The mud walls of the straw-thatched huts of the villages often incorporated slates stolen from tombs, so that pictures from the past (as often as not sideways or upside-down) flashed with vibrant colors amongst the poverty of the peasants’ lives. Chickens and black pigs ran amongst the huts, chased by naked toddlers. Women pounded grain or gutted fish or mended fishing nets, watched by impassive men sitting in the doorways of their huts or beneath shade trees, smoking, clay pipes or sipping green tea from chipped glasses.

In one village there was a stone pen with a small dragon coiled on the white sand inside it. The dragon was black, with a double row of diamond-shaped plates along its ridged back, and it slept with its long, scaley snout on its forelegs, like a dog.
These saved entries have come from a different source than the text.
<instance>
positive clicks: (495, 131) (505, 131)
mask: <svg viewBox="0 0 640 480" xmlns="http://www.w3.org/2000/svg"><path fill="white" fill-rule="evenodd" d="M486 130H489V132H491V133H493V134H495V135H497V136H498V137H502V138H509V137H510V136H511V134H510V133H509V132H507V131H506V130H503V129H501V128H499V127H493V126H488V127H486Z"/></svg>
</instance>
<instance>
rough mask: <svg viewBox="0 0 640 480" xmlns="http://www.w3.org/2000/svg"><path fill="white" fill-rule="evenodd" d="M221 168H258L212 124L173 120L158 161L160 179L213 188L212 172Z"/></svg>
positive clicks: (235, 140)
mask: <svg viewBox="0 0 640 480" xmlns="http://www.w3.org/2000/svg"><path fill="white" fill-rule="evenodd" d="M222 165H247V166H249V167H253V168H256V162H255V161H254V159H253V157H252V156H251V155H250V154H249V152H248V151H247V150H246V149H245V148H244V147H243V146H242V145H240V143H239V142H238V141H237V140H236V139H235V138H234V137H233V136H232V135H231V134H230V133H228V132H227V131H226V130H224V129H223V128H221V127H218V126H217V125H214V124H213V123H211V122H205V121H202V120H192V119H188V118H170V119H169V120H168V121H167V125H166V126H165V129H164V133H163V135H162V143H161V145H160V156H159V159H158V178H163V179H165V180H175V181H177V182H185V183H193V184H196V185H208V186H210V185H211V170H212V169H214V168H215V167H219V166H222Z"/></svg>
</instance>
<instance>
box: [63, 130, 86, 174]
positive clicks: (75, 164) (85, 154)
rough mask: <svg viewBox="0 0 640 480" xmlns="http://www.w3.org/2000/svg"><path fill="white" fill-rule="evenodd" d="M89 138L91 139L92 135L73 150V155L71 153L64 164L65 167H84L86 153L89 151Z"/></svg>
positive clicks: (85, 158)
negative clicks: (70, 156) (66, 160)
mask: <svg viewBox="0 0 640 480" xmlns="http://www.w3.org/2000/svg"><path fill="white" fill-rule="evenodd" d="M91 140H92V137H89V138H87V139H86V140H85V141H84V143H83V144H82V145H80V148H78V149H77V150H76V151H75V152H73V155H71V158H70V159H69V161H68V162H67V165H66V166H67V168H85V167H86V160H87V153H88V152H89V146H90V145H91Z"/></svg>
Flies clustered around its long-lashed eyes; it stank of sulfur and marsh gas. Yama remembered the abortive hunt at the end of last winter, before poor Telmon went away, and would have liked to see more of this wonder, but Prefect Corin strode past without sparing it a single glance.

Sometimes the villagers came out to watch Yama and Prefect Corin go by, and little boys ran up to try and sell them wedges of watermelon or polished quartz pebbles or charms woven of thorny twigs. Prefect Corin ignored the animated crowds of little boys; he did not even trouble to use his staff to clear a way but simply pushed through them as through a thicket. Yama was left behind to apologize and ask for indulgence, saying over and over that they had no money. It was almost true. Yama had the two gold rials which the Aedile had given him, but one of those would buy an entire village, and he had no smaller coins. And Prefect Corin had nothing but his staff and his hat, his leggings and his homespun tunic, his sandals and his blanket, and a few small tools packed inside the leather purse that hung from his belt.

“Be careful of him,” the Aedile had whispered, when he had embraced Yama in farewell. “Do all he asks of you, but no more than that. Reveal no more than is necessary. He will seize on any weakness, any difference, and use it against you. It is their way.”

The Prefect was a spare, ascetic man. He drank tea made from fragments of dusty bark and ate only dried fruit and the yeasty buds of manna lichen picked from rocks, although he let Yama cook the rabbits and lizards he caught in wire snares set each evening. As he walked, Yama ate ghostberries picked from thickets which grew amongst ruined tombs, but the ghostberries were almost over now and difficult to find under the new leaves of the bushes, and Prefect Corin would not allow Yama to move more than a few paces from the edge of the path. There were traps amongst the tombs, he said, and ghouls and worse things at night. Yama did not argue with him, but apart from the necessities of toilet he was never out of Prefect Corin’s sight. There were a hundred moments when he wanted to make a run for it. But not yet. Not yet.